Re-cycle (Movie Review)
With their skin-crawlingly scary 2002 masterpiece "The Eye," Hong Kong-born filmmakers the Pang brothers (aka Danny and Oxide Pang) helped define the Asian horror genre, giving birth to an endless stream of sequels and rip-offs that, as of this writing, show no signs of slowing. All of their efforts following this memorable supernatural thriller, unfortunately, have been something of a letdown. "The Messengers" and "Forest of Death" were watchable, yes, but neither possessed the creativity or the effectiveness of their breakout hit. And the less said about both "The Eye 10" (aka "The Eye 3") and the US remake of "Bangkok Dangerous," the better.
I suppose it goes without saying that I didn’t expect very much from their highly-anticipated 2006 endeavor “Re-cycle,” a film which, according to some, completely redefined and rebuilt the “creepy long-haired girl” subgenre they helped etch in cinematic stone from the ground up. Did the film shatter, pummel, and obliterate preconceived notions of what Asian horror is capable of achieving? More importantly, did it provide yours truly with the sort of raw, genuinely chilling scares rarely seen outside of Henry Selick’s body of work? Not entirely. That said, it’s certainly a breathe of fresh air, for sure, and a nice step in the right direction.

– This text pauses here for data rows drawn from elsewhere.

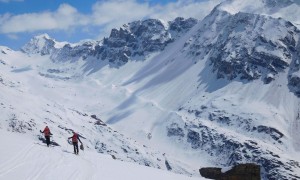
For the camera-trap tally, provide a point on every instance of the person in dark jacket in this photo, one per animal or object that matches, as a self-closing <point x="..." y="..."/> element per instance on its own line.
<point x="47" y="134"/>
<point x="75" y="139"/>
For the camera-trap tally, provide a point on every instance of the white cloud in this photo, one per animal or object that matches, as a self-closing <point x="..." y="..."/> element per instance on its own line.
<point x="105" y="14"/>
<point x="63" y="18"/>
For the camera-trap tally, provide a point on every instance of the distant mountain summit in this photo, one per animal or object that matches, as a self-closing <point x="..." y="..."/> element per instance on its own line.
<point x="227" y="86"/>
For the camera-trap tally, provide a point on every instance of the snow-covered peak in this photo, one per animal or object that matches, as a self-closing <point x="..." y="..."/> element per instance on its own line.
<point x="286" y="9"/>
<point x="245" y="45"/>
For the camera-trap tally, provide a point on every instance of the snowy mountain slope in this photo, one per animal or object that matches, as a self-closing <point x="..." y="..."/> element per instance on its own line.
<point x="23" y="158"/>
<point x="29" y="101"/>
<point x="223" y="92"/>
<point x="286" y="9"/>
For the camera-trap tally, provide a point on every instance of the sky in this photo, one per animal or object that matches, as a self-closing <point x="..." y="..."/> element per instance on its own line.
<point x="75" y="20"/>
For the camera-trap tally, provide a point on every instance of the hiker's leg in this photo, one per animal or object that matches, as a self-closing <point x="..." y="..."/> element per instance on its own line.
<point x="76" y="148"/>
<point x="47" y="140"/>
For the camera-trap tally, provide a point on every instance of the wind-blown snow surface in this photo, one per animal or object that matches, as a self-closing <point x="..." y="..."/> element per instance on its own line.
<point x="23" y="158"/>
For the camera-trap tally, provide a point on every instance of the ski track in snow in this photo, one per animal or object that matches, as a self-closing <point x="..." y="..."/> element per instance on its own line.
<point x="23" y="158"/>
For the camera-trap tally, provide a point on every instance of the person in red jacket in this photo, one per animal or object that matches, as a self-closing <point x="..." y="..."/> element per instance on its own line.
<point x="47" y="134"/>
<point x="75" y="139"/>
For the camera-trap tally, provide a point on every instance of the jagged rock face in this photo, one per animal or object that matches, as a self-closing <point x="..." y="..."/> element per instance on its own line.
<point x="42" y="44"/>
<point x="245" y="46"/>
<point x="138" y="38"/>
<point x="241" y="171"/>
<point x="181" y="25"/>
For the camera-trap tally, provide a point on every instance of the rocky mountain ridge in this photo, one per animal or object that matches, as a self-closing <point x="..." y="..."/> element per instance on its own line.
<point x="244" y="49"/>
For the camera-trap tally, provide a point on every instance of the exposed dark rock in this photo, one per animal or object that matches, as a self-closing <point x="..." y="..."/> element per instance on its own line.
<point x="239" y="172"/>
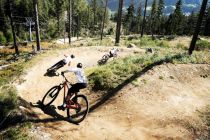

The film, of course, isn’t without its problems. The first half of the picture -- a surprisingly restrained tale of a successful author’s desire to see a ghost with her own eyes as she prepares to pen her latest page-turner -- is pretty familiar stuff. Long, silent pauses, combined with a handful of calculated jump scares, are presented in a graceless fashion; the brothers Pang, it would appear, are extremely capable of going through the motions with their collective eyes closed. The only vaguely remarkable aspect of the first thirty minutes is Angelica Lee, a solid actress who keeps us afloat through these murky waters when all we want to do is sink to the bottom and forget about the whole generic affair.
Then, suddenly, during the second half of the film, the Pang brothers make an unscheduled attempt to wake you up. Through an increasingly bizarre set of circumstances, our complicated heroine finds herself in a strange otherworldly universe, a place which serves as a home for “the abandoned.” Broken promises, forgotten memories, lost souls, aborted fetuses -- things which have, for one reason or another, have been neglected or disposed of by humans. As per usual with films of this nature, her only hope for escape lies within a nameless girl who has a few interesting mysteries of her own.
Visually speaking, “Re-cycle” is superb, though many comparisons will be made to both the “Silent Hill” video game franchise and its grossly underrated film adaptation. Similarities aside, this ugly, frequently frightening landscape is quite astounding. Once our intrepid author begins to work her way through the Pang’s exceptionally realized world, however, the energy slowly begins to drain from the production. This is especially sad considering how intriguing the premise and Angelica Lee’s fine performance are. Things do manage to get rolling towards the film’s satisfying finale, though it never quite matches that overwhelming feeling of fear and awe the audience experiences once our wordy heroine first enters this strange alternate universe.
All things considered, “Re-cycle” isn’t a bad movie. Is it the untainted shot of bold, inventive, genre-redefining cinema I was led to believe it was? Not quite. While the Pang brothers certainly tried to infuse this choppy supernatural chiller with some much-needed ingenuity, it’s still nothing we haven’t seen before. If you’re able to take a step away from the first plodding 30 minutes, the overall lack of energy, the disjointed nature of the film as a whole, “Re-cycle” is definitely an engaging experience. However, if you’re already sick and tired of Asian-inspired terror, there’s a strong possibility this particular excursion into long-haired fear won’t change your mind. A valiant effort that, at the end of the day, barely misses the mark.